The next two weeks was a symptom buffet. Somebody was spinning a large wheel and where it stopped? That was the new insult. Hit me like a freight train. My memory of those days is absent, therapeutically so, I think. Pneumonia came after that. And after pneumonia, recovery from three weeks of misery. Mostly back to normal now, just a bit of stamina to regain.

However. A month, a whole month, even if it’s a short one, mostly erased. No painting. No writing. No visits to CBE. No exercise. Having to rethink life. Again. Home now, no more regular CBE obligations. Being available for Kate’s needs is top of my list. Doesn’t consume all of my time, not even close, so I’m beginning to itch, to want some fruitful self-directed activity.

A new novel? That one I’ve been mentioning? More painting? Reading about art, astrology. Judaism. I need a focus, an outlet for my own work. Nothing sticks right now. Guess I’ll just mosey along like I have been, see what comes. Maybe I’ll try some free writing a la Natalie Goldberg. Painting equivalent.

No big deal here, trying to get myself reoriented, start the engine. Sputtering. Too much choke.

So Beautiful

Winter                                                                             Waxing Moon

Our snowpack. Needed for the trees and our well

Our snowpack beside the front door. Needed for the trees and our well

Another 6 or 8 inches of snow yesterday. Snowiest January since 1993. The northern half and eastern quadrant of Colorado watersheds have above average snowpack. Critically, the Colorado Headwaters area is at 116%. The south western quadrant of the state though is below average in two spots, including the Durango area where the big fires burned last summer.

So beautiful.
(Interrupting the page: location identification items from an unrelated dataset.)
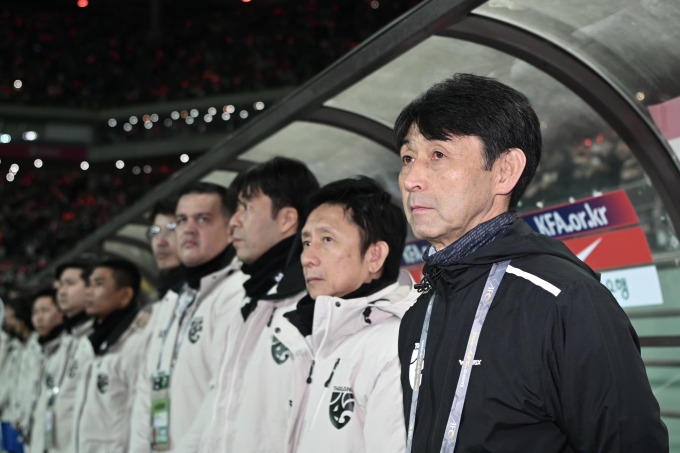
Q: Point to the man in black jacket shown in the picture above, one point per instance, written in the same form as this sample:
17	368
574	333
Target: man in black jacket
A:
557	366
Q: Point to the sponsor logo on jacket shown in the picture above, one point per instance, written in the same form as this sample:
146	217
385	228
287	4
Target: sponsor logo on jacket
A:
195	329
102	382
280	353
73	369
342	406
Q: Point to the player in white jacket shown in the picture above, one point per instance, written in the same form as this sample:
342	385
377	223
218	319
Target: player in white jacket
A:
191	332
322	374
110	361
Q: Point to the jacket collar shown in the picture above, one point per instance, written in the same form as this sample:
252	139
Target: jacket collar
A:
333	322
107	334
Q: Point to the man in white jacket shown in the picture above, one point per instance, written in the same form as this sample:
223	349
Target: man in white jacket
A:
191	332
48	321
321	372
110	361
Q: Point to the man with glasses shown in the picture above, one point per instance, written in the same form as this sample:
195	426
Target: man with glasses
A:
190	332
163	241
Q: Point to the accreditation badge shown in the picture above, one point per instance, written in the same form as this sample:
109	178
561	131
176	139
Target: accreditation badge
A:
160	412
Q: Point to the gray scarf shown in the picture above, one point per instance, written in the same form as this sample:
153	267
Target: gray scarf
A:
481	235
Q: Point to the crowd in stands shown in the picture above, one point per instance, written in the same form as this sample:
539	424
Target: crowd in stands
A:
108	54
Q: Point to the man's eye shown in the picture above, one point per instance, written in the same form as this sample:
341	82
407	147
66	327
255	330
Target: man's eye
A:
405	160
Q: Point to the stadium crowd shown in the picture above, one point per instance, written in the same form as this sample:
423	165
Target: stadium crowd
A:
58	54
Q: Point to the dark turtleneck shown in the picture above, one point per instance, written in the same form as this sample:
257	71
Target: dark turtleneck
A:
195	274
171	280
303	315
54	333
74	321
265	272
107	333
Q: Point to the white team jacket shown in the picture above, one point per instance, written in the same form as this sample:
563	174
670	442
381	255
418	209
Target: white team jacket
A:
337	390
66	375
50	374
209	339
9	374
106	391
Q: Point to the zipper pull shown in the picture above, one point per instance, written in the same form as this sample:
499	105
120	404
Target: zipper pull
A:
311	370
328	382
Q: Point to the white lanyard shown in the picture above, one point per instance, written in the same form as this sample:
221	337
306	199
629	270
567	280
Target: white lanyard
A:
453	424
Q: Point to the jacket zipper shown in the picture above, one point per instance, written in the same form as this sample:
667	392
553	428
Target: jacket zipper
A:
311	370
328	382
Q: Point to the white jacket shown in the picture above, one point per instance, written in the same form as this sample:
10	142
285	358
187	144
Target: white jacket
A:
28	380
51	372
106	391
9	375
210	337
337	390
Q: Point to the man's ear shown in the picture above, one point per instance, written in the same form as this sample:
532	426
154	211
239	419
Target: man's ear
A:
376	256
287	219
509	167
127	295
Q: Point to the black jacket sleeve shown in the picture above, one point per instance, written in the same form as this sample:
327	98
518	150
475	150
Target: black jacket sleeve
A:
596	381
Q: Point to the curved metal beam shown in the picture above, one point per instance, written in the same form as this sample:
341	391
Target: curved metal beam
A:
622	113
359	124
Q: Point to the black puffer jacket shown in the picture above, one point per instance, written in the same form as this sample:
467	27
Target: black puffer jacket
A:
558	366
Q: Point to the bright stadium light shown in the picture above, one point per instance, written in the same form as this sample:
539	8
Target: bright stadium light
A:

The lodgepoles carry snowy covers on their branches. The deer, rabbits, fox that come through our yard leave their tracks.The rising sun colors the snow on Black Mountain, right now a light flush pink. Bright blue sky behind the mountain.

Not so good for those of us animals who need carapaces and wheels. This is the google traffic map from yesterday. Rush hour. Add in altitude and you get a real mess. This is when commuting to Denver from Conifer separates the brave from the foolish.

 

metro roads 1 28

Kate’s initiated a get-out of the house plan. She said last week that she felt isolated and alone, so we’re going to go somewhere each day. Yesterday we went to the post office. Today, the King Sooper Starbucks for Kate while I pick up some groceries. Tomorrow? Who knows?

creation of the waters

creation of the waters

Last week I painted the creation of the universe, the shattering of the ohr. Followed it with the creation of the waters. Next up: land. I tried to show an island in my first attempt. Not so good. I like the first two, I’m starting over today on land. I’m going to get somehow to Eden and humans and that tree. Will take awhile. Hard to say in the abstract paint language I’m using. But, that’s part of the fun.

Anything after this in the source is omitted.